Today, we seek to find someone who shares our values, dreams, goals, understanding of the world. It is not enough merely to find someone employed who does not completely offend us. We do want it all. And why the fuck not?

Seriously...life is short. We do have limited time on this earth, why settle for relationships that do not honor and embrace every last detail of who we are. Sometimes that means we make really hard choices. We leave relationships. We hurt people. We confuse the people we love.

I like to think of it as the distillation process.
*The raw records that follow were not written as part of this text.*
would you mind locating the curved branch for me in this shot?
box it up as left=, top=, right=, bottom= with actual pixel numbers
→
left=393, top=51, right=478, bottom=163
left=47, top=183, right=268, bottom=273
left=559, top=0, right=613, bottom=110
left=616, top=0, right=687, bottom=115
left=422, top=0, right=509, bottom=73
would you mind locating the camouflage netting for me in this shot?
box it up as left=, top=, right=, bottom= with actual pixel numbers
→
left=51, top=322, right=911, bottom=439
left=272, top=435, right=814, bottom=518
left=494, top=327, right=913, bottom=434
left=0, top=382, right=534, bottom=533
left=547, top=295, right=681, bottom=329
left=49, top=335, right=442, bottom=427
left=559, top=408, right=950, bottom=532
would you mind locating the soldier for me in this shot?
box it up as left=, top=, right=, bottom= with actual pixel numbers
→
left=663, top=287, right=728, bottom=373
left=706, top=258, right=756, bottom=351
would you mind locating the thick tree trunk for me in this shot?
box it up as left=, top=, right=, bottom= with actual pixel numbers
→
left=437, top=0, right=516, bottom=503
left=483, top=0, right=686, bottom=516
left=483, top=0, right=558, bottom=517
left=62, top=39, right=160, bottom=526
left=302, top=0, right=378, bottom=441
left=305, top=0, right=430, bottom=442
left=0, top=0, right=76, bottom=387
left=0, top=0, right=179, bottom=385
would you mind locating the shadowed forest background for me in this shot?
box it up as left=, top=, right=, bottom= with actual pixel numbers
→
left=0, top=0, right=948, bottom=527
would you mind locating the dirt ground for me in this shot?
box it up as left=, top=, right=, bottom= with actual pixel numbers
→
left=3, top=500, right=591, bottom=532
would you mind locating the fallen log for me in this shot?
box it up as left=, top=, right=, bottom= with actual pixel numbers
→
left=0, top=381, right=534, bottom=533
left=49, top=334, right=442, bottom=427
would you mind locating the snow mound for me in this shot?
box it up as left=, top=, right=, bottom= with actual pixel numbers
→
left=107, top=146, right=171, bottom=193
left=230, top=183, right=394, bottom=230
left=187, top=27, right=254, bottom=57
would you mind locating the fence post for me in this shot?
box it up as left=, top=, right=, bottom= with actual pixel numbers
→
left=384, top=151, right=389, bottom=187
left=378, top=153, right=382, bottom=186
We have to shed all of the misconceptions....all of the lies we tell ourselves and others...so that we can get to the CORE of who we...only then do we attract into our lives those who truly appreciate, acknowledge and understand the value and meaning of what we do.

It's hard fucking work.

rk said...

Husband left at home with kids, for example, as Mom JetBlues to NYC to read free verse in the East Coast epicenter of such activity.

Even a hint of "I want moma" from three-year-old at home could certainly rekindle those early childhood emotions around abandonment that even well-parented children must face as they mature into separate beings apart from their Mother's.

Imagine now an adult male who was not well-parented facing these hidden or covert emotions. As an adult male very much not well-parented (my family history mystery includes my mother either killing herself or being killed by my father when I was just shy of five.) So I can offer my own feelings when my wife was in NYC recently pursuing her own professional accomplishments. I felt abandoned. I felt alone and victimized by my wife being away. "I've got all this work to do - How can I be expexted to still pick up our 4-year-old at noon and to take our 11-year-old to piano at 4 - I should hire an assitant - better yet a driver and a nanny while my wife is away."

Victimized by my wife enjoying the pursuits of her career for three days? - yeah, that's a set of highly evolved emotions - pretty mature!

The more mature response: "I need to hire a wife while my wife is away."

My wife often jokes that she wants a wife too. I finally get it.

Anonymous said...

I think minus five is likely a genius- they can't relate- and really that says it all. I am JCS- and in later posts will not be using my initials as I am new to this and have enjoyed anonymity all my life.

and Russell is greatly appreciated for his struggle to meet the women closer to our port.

Like the line in the Ref -- men are scared --- blah, blah, blah-- It must be sad spending life intimidated by the one you want to love and you want to adore you.

Anonymous said...

ok it's JCS again- I didn't see rk before- your point is interesting-
I just had some kind of banter last night with my husband about having someone help us next year. My ideas are cleaning and someone to be available to pick up my son 2 afternoons maybe- Ok we are talking extreme part-time. His idea was to have someone in the house 24 of the say 32 hours that I would not be here- 20 of those no one but this person would be here. no kids-
What!! I said. That's outrageous. He was just replacing the comfort that I provided him all these years - being here in case of emergencies. He believes he can not fill that slot. Is this the difference in modern men and modern women- women logically and instinctually balance things-- men can't seem to shift- they'll just pay to have someone replace something. However- I must add it's interesting the things they find to fit in- when the desire is high. I appreciate the honesty of the men that have talked about teh difficulties in working together. thx.